Europe

Serbia-Kosovo negotiations advance: EU

After 'intense, not always easy” discussions, Kosovo's premier Hoti, Serbian President Vucic to meet again later this month

Agnes Szucs  | 07.09.2020 - Update : 07.09.2020
Serbia-Kosovo negotiations advance: EU

BRUSSELS 

Negotiations between Kosovo’s Prime Minister Avdullah Hoti and Serbian President Aleksandar Vucic advanced, the EU’s special representative said on Monday following a leaders’ meeting in Brussels.

Hosted by Josep Borrell -- the bloc’s foreign policy chief -- Vucic and Hoti discussed arrangement of non-majority community and the settlement of mutual financial claims and property for the first time.

“Our negotiations today were intense, as usual, and not always easy, but what prevailed was the will of both sides to advance the discussions despite the painful and complex issues at hand,” Miroslav Lajcak, the EU special representative for Kosovo-Serbia dialogue, said in a statement.

They also made “full progress” on topics of economic cooperation and missing people that were already discussed at their previous meeting in July in Brussels.

Hoti and Vucic both confirmed their commitment towards EU integration and their willingness to advance with the EU-facilitated Belgrade-Pristina dialogue.

The negotiations will continue on an expert level next week and the leaders will return to it later this month.

The high-level reunion was the second occasion that Vucic and Hoti meet in Brussels since the talks resumed in July.

Launched in 2011, the EU-led process promotes dialogue between Belgrade and Pristina to normalize relations between the two Balkan countries and find a mutually agreeable solution for the disputes in the framework of a legally binding agreement.

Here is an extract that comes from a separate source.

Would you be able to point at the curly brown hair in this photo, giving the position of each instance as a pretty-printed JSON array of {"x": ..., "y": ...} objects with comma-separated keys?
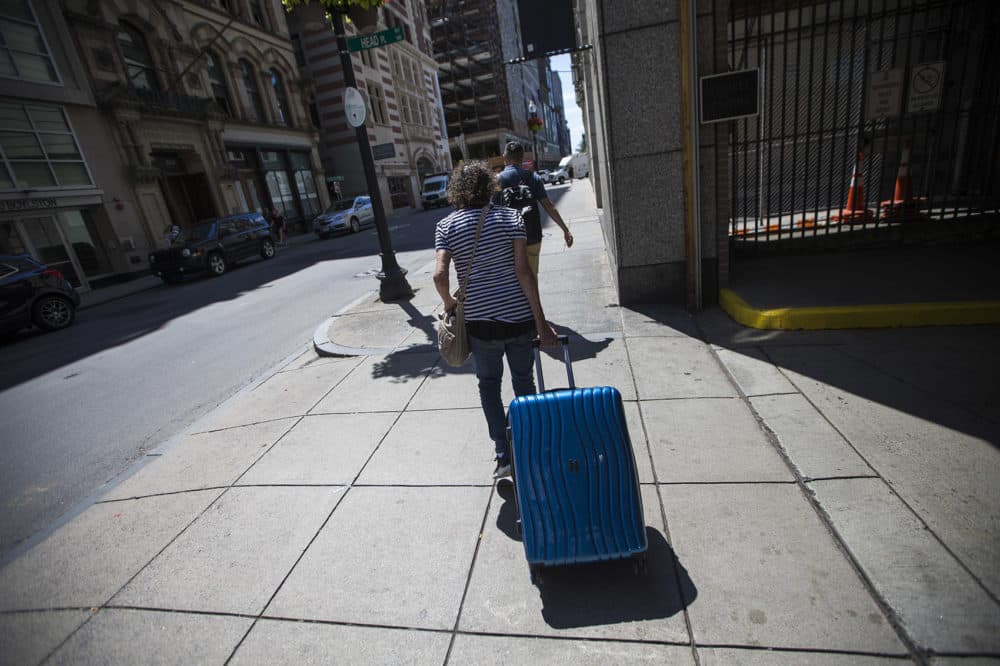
[{"x": 472, "y": 185}]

The negotiations had been stalled in the past two years because of a disagreement among EU member states.

In April, Lajcak was appointed the EU's special envoy to restart EU-led negotiations.

Kosovo declared its independence from Serbia in 2008, with most UN member states recognizing it as a separate autonomous country from its neighbor. Belgrade, however, maintains it is a breakaway province and has worked to roll back recognition.